When to plow

If a guy wanted to plow up an acre or 2 to plant corn next year when do you do it? I have never planted a crop before and my son and I are doing it for the experience and to use for pod feed next year. The field is pasture now
 
Don't know where you are at, but in the upper midwest fall, or I guess that would be now.
Ground works up better in the spring if fall plowed. This year however, it's pretty dry, so it would be hard to get one in the ground
 
If, you can get a plow in the ground to do a nice job, then I would plow it. Your frost or frozen ground should be later than here, so maybe you could wait a little longer to see if you get some moisture first. What are you going to use for a plow and power unit?
 
My son has a Massey 175 diesel, a 165 gas and a 2 bottom ford plow. Neither one of us has ever plowed anything before I believe it is a 2-16 plow
 
Not saying don't do it, but make sure your plow is set up right on the tractor. I have plowed one time with a borrowed moldboard, and due to my ignorance it wrecked the plot I was working. Fortunately I had a disc heavy enough to cut the clods down and relevel the ground. Deep south in previously worked ground. Maybe someone on here can recommend a utube vid on plow set up.
 
Well if its to dry now, what i do when i break sod, it to disk it, depending on how deep the disk go's in, but if you can work the ground now, next spring it will plow over a lot smoother,but next spring if its like my soil is, it got to be sealed up, with a harrow or a light disking,or both,and seed it before it drys out! spring plowing will warm up faster, but drys out faster too!
 
If you are in snow and freeze country, plow now.

If you are a warmer milder climate, seems they often plow in spring.

Us northern folk dont have several weeks to let the lumps mellow out in spring, we need to do the tillage in fall.as well our dirt freezes up and sits under a blanket of snow all winter; more southern locations the dirt is exposed to erosion and worse the general breakdown of the soils nutrients in the milder weather.

It is most certainly 2 different needs/ situations on how best to do things.
 
I have attached a link to a John Deere integral plow, model 1000 operator's manual. You can read through it to help you understand how adjusting the plow works. Wheel spacing will be pretty critical for you when using a mounted plow, if you try to cheat on this a little, you will not be happy with the results.

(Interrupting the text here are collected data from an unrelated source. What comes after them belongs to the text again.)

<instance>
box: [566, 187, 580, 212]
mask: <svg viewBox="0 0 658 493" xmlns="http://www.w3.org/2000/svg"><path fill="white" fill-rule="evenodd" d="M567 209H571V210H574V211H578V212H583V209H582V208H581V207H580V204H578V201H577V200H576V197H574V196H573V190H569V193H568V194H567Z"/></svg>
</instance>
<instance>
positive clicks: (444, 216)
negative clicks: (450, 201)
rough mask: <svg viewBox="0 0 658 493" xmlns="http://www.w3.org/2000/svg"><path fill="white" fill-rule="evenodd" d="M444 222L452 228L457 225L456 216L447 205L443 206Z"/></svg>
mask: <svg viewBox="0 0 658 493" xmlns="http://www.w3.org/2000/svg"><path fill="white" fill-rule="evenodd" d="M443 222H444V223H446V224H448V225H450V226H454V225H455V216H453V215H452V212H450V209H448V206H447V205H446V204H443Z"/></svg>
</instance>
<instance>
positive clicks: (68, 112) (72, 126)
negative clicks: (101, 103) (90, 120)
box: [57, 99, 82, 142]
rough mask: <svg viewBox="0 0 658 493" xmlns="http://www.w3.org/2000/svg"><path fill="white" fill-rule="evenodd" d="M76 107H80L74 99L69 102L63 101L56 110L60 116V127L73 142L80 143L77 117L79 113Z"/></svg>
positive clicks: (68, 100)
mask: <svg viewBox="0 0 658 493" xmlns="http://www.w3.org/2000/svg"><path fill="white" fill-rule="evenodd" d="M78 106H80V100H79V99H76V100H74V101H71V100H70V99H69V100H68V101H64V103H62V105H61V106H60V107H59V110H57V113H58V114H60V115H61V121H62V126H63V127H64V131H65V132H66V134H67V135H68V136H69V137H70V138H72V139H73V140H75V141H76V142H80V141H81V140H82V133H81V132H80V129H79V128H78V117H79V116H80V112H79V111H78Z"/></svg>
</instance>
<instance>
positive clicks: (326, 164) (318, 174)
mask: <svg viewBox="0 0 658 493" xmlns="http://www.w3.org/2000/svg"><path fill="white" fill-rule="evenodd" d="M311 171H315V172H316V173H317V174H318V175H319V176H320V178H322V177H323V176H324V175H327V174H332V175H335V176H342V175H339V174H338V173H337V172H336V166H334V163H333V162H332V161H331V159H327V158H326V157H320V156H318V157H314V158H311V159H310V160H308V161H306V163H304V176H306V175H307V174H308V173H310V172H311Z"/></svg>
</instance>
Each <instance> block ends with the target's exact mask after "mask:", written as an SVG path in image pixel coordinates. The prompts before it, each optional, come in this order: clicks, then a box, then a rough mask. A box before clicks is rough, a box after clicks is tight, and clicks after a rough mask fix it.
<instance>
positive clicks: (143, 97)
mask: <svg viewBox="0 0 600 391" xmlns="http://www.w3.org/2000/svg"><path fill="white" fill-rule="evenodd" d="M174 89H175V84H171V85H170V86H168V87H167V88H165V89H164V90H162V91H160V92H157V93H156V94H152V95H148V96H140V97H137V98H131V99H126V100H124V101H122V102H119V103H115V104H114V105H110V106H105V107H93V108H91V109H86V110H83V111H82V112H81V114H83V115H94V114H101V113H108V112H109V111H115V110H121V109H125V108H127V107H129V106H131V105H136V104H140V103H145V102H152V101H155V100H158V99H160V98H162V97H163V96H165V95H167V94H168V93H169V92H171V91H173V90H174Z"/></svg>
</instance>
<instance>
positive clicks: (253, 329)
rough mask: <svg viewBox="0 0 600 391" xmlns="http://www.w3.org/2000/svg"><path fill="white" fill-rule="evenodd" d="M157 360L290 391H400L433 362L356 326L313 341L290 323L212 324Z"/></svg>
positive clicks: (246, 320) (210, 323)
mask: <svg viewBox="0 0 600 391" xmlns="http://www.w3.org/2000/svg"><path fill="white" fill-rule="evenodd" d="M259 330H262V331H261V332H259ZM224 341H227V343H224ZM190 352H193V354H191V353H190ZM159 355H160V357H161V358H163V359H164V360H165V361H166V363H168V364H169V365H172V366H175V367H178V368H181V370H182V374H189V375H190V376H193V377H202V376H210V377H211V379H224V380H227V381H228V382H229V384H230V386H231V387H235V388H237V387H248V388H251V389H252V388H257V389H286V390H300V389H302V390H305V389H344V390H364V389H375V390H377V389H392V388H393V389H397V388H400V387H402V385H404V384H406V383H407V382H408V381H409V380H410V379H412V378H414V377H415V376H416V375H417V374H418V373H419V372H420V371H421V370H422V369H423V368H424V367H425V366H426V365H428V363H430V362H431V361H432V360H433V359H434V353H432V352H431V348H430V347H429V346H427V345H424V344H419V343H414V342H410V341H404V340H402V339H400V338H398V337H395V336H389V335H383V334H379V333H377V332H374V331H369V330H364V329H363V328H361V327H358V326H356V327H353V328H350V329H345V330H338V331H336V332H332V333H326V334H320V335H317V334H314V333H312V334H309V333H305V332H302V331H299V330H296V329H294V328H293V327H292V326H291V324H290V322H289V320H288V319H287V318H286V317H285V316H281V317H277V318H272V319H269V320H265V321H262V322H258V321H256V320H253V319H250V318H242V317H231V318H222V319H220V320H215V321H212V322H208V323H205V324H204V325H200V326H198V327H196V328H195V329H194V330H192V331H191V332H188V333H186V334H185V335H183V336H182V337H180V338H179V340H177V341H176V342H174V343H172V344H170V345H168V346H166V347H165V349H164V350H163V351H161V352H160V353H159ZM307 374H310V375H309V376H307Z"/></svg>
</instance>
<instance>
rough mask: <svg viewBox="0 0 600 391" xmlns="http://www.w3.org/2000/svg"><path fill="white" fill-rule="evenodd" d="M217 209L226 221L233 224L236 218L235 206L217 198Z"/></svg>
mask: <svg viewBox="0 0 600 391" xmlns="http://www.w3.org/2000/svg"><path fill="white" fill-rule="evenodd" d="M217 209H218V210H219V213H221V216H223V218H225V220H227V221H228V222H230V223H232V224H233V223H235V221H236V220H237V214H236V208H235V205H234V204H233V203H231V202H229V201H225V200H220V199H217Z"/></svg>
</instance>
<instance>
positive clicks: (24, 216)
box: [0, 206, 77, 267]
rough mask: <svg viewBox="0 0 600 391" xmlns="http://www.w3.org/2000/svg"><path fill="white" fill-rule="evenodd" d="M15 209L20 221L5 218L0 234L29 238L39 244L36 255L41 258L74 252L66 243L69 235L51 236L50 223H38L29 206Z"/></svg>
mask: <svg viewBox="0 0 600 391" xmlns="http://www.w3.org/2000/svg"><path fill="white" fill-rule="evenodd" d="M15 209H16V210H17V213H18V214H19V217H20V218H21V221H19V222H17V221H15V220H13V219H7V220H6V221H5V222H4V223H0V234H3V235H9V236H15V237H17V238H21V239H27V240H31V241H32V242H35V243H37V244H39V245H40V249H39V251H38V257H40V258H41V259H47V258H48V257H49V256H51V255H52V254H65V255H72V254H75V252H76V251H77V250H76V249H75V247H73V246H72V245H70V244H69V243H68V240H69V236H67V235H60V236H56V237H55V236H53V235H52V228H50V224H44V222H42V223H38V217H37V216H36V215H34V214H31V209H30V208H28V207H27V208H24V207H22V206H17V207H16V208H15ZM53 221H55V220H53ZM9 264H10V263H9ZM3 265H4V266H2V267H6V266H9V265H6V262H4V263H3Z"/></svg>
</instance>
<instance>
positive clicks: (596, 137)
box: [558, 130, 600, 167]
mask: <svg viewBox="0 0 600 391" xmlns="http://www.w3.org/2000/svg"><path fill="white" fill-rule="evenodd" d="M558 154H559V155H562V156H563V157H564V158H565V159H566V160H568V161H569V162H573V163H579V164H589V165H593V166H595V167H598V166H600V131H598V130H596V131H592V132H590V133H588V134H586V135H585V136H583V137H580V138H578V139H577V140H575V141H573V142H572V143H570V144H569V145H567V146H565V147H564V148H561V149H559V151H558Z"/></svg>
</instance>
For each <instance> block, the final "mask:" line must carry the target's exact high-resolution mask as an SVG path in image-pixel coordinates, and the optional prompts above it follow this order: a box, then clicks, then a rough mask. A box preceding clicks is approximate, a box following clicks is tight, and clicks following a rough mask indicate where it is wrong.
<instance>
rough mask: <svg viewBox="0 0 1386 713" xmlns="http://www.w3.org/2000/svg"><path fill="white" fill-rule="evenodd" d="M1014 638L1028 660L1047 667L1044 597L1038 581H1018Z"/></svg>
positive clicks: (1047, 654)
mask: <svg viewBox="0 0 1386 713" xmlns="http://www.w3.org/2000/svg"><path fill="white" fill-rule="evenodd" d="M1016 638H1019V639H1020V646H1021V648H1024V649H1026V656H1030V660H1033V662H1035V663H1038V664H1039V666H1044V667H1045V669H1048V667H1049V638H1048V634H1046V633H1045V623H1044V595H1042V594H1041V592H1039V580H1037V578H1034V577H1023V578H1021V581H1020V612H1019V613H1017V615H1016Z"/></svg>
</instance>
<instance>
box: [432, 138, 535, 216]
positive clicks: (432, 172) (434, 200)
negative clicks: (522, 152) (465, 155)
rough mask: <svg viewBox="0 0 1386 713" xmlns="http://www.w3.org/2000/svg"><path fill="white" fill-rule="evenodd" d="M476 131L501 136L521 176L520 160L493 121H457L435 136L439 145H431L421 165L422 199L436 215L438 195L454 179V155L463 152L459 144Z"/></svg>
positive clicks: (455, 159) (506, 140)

You are going to want to have approximately 2 to 3 of clearance between the inside sidewall of the right tire and the furrow wall. If you hook the plow to the tractor of your choice, and have the 3-point centered, then on a 16 plow, measure from the landside edge of the front bottom 18-19 to the inside of the rear tire. Front tires should be a little wider so you can steer without rubbing furrow wall. Then on a flat surface, you can drive the tractor up on block of wood, say 7-8 (if plowing 7-8 deep), under the left rear tire, and under the front left tire as well. Then you can lower the plow and make initial adjustments to level the plow side to side and get your front to rear preliminary adjustments as required as well.


https://techinfo-omview.apps-prod-vpn.us.e06.c01.johndeerecloud.com/omview/omn200252/17
 
That 175 should pull a 4 bottom mounted plow with no trouble. We pulled a 4x16 bottom semi mount behind a 165D. Lewis County.
 
Down here since its a new garden flush with grass I would plow it under now, again in the spring to get any sprouting that occurs over the winter, then run over it with a disc.
 
If its pasture it should have been plowed a couple months ago. Plowing it in the spring u will need to summer fallow it till the following year.
 
Here in northeast Wisconsin we always plowed our corn ground just before planting in mid to late May and the farmers around me who plow do it that way to this day. The organic farmers find that it will kill all the weeds and give everything, meaning the seed corn as well as the inground weed seed, an even start. Seeing as how your field is pasture now, just leave it and let it get some early growth in the spring and then plow and disc just before planting. Don't let the weeds get a head start.
 
One answer for you would be never. No till works well in many areas, especially into old sod.
cvphoto139879.jpg


I took this last month chopping silage. This land has seen NO tillage since 1983. It's been corn, beans, wheat, alfalfa all that time, but never plowed, disked, harrowed. It's a viable option that won't empty the fuel tank.



cvphoto139880.jpg


Note all the worm holes. They do all the work for you.
 
Same in N. Tx. Blackland clay. BTOs with big discs and cultivators is what you see working and going down the road. Next door neighbor sold out and new renter was faced with acreage that hadn't seen anything but stemmy weeds and Johnson Grass for 10-15 years....a real mess. He hit it twice with a disc, ran the cultivators and spring fingers over it, planted wheat in the fall and had a bumper crop.
 
If you are in like my area northwest Ohio then forget about plowing until next September to plow> Ground now frozen and covered with snow. Spring plowing it will turn into like gravel, never get a good seedbed. It needs fall plowed to mellow out over the winter so it can be gotten to a decent seed bed
 
Same but more going back to the moldboard plow. I had a chisel for a while but got rid of it because it did a terable job. Only got because goverment wanted on highly eroadable ground.